Previous to the sale of the artefact it was on view at the Brooklyn Museum for nearly 60 years. It was recently loaned to The Metropolitan Museum of Art3 for its landmark exhibition Art of the First Cities: The Third Millennium B.C. from the Mediterranean to the Indus (May 8-August 17, 2003), a showstopper in the exposition's first gallery.
Significance
of the Sculpture Many
ancient Middle Eastern deities were visually represented with merged
human and animal features. Such images evoked the Elamites' belief in attaining power over the physical world by combining
the superior physical attributes of various species.
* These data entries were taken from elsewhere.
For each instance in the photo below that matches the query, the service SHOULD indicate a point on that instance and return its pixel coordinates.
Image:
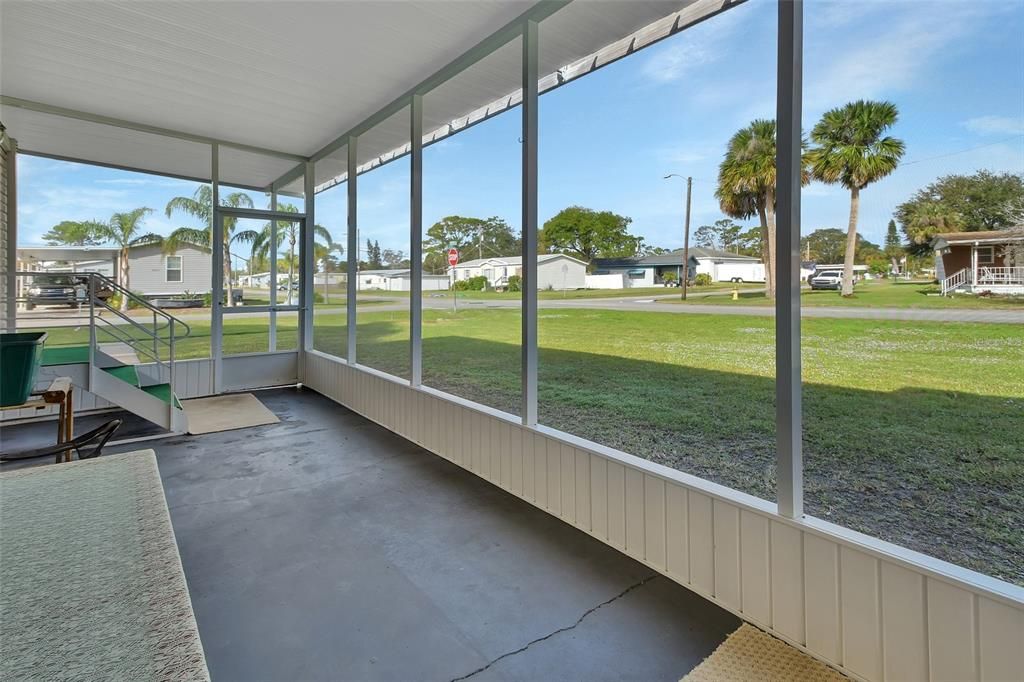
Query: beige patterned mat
(91, 586)
(752, 655)
(226, 413)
The striding upright Div Shir, some 5000 years old, is a diminutive feline figure with human posture. The nearby Sumerians possibly borrowed this powerful artistic hybrid from the Proto-Elamites lived in southwest Iran. Similar composite likenesses can be seen in the top and bottom registers of the trapezoidal front panel from the famous Great Lyre from the "King's Grave" (ca. 2650-2550 B.C.E.), a musical string instrument from a burial site at Ur in present-day Iraq4. The
exquisitely carved Standing Lioness Demon is small in scale yet grand in
power. The sculpture emanates strength and continues to evoke awe. This
beautiful work of antiquity is conjectured to have been owned by an Elamite of
important social status, perhaps a ruler. But its exact function still eludes
scholars. The Div Shir was perhaps a fierce protective talisman meant to
ward off evil. Its engaged clenched claws compressing its massive upper torso
suggest a protective aspect of the composition. The
head of the Div Shir, with its grimacing glance, is turned sharply to the
left, resting upon well-developed musculature and massive shoulders. The
ferocious feline was probably painted colourfully in ancient times. The
determined demon's tail snakes up the piece's spine from its posterior,
embracing its slender waistline's left side. The sculpture's missing lower hind
legs are thought to have been made of gold or silver. Four drilled holes behind
the limestone object allowed for it to have been strung and suspended around
one's neck, permitting it to function as a potent supernatural charm. Sources: 1. Porada, Edith. “A Leonine Figure of the Protoliterate Period of Mesopotamia,” Journal of the American Oriental Society, Vol. 70, No. 4. (Oct.-Dec. 1950), 223-226.
2. Tiny Statue of Lioness Sells for Record $57.2 Million [Link]
3. Aruz, Joan (ed.), et al. Art of the First Cities: The Third Millennium B.C. from the Mediterranean to the Indus (exh. cat.). New York: The Metropolitan Museum of Art, 2003, 42-44, 105-107.
4. Zettler, Richard L. and Lee Horne (eds.). Treasures from the Royal Tombs of Ur (exh. cat.). Philadelphia: University of Pennsylvania Museum, 1998, 53-57.